Emotional Friends | Nicola Kollmann Data Portfolio & Blog

This article dives into the world of an all-time favorite series of mine - Friends.

via GIPHY

Friends Wikipedia:

Friends is an American television sitcom, created by David Crane and Marta Kauffman, which aired on NBC from September 22, 1994, to May 6, 2004, lasting ten seasons. With an ensemble cast starring Jennifer Aniston, Courteney Cox, Lisa Kudrow, Matt LeBlanc, Matthew Perry and David Schwimmer, the show revolves around six friends in their 20s and 30s who live in Manhattan, New York City. The series was produced by Bright/Kauffman/Crane Productions, in association with Warner Bros. Television. The original executive producers were Kevin S. Bright, Kauffman, and Crane.

The dataset I will be analyzing comes from the friends R package for the Friends transcripts and additional information. The friends package can be installed from CRAN with install.packages("friends"). h/t to Emil Hvitfeldt for aggregating, packaging and sharing this data with us! I learned about the existence of this awesome dataset thanks to the TidyTuesday project.

TidyTuesday

Join the R4DS Online Learning Community in the weekly #TidyTuesday event! Every week we post a raw dataset, a chart or article related to that dataset, and ask you to explore the data. While the dataset will be “tamed”, it will not always be tidy!

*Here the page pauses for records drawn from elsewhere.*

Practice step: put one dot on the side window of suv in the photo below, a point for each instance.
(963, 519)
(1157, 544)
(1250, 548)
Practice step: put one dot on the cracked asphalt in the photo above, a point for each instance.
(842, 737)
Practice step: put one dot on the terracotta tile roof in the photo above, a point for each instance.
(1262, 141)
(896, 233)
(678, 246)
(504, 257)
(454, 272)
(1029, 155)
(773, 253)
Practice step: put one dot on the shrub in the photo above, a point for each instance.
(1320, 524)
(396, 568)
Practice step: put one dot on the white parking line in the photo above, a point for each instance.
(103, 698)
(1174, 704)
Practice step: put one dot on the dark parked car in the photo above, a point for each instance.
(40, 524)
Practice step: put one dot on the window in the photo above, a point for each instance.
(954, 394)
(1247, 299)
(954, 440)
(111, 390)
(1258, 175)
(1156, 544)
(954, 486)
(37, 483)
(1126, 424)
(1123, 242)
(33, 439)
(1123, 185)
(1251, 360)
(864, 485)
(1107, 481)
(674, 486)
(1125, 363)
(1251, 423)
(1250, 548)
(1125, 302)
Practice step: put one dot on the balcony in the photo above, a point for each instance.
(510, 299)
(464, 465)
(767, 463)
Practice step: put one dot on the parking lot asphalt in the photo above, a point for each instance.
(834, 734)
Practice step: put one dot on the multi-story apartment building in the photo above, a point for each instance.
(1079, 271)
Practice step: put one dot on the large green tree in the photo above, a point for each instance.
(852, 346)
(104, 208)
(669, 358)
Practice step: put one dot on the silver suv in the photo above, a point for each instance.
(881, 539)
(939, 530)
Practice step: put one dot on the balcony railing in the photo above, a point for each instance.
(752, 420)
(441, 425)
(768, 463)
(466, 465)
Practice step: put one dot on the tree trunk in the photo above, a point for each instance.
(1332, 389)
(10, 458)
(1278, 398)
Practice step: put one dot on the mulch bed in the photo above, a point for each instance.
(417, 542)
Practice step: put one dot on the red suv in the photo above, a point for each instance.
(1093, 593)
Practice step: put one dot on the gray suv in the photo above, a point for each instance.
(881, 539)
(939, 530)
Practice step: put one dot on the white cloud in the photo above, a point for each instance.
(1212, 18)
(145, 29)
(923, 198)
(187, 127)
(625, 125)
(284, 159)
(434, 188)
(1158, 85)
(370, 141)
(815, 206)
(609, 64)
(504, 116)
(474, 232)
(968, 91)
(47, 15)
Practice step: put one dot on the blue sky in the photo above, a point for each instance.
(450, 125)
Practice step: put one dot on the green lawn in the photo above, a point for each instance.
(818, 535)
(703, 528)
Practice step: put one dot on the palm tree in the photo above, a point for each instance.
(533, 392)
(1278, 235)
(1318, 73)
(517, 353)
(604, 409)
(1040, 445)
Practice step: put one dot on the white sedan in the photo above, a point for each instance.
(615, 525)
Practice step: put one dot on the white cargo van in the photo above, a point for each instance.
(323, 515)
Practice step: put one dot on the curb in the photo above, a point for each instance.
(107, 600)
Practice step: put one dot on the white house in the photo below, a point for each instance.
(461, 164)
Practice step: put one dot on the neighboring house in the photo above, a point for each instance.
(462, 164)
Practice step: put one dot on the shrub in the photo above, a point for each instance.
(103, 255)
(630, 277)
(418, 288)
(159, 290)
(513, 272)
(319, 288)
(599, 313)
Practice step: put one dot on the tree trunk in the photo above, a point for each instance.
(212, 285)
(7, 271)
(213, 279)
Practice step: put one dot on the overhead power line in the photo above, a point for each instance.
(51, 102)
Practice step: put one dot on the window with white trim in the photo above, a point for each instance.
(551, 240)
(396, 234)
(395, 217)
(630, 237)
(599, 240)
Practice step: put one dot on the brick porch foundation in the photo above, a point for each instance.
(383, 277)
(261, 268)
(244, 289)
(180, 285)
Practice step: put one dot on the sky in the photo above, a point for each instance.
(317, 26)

As such you might need to apply various R for Data Science techniques to wrangle the data into a true tidy format. The goal of TidyTuesday is to apply your R skills, get feedback, explore other’s work, and connect with the greater #RStats community! As such we encourage everyone of all skills to participate!

Setup

Let’s start with the basic setup for my analysis. Here I just load the tidytuesdayR package for downloading the data as efficiently as possible.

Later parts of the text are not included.